[7:59pm]

first entry of the month. my gameplan for today was to get rid of the piling garbage that was around the room so i took them out fairly quickly. i then tackled the amplifier setup as my friend sean has been wanting to record more and use my pedals if needed so i went ahead and did that too. i tackled the remaining clean clothes and washed the mountain of clothes that i had laying on the floor in the closet. treated myself to two burgers today because this last week had been real long for me. i got my labs in today and it's crazy to see my estrogen levels be this high but im happy it is.

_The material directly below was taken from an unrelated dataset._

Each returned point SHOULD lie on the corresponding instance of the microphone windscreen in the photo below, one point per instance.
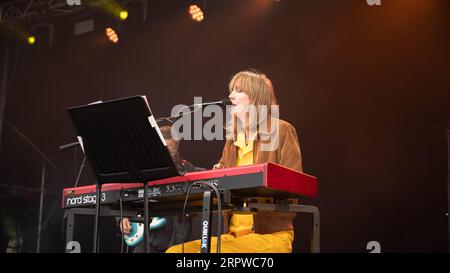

i also recently bought a new desk which should come in next monday. hoping it will have enough room for me to scoosh over to get out of my desk area. i should probably get some air soon. it's been a bit since i walked outside by myself for a bit.


[8:49pm]

the stars looked really nice out tonight. there were these three pretty big ones out that i liked the look of. it was probably a constellation but it's been forever since i learned about them. i'd say today was pretty productive. i did a lot of things that i needed to have done before i have to head back in for work after tomorrow. i kind of hate how much i have this immense fear that everyone who i talk to just secretly doesn't enjoy talking to me. i dont really talk a whole lot in general but it seems like anytime i do it feels like everyone's looking at me judgingly and carry on without me. this was always an issue i've had since childhood and for the most part i've gotten it resolved through therapy but there are moments where i feel lonely and just cant get out of that headspace no matter how much mental willpower it took.

i think i really owe my entire life to ambient music. i probably wouldn't even be here to begin with if i hadn't heard such albums like rob scallon's anchor ep, brian eno's music for airports, or 2814's birth of a new day.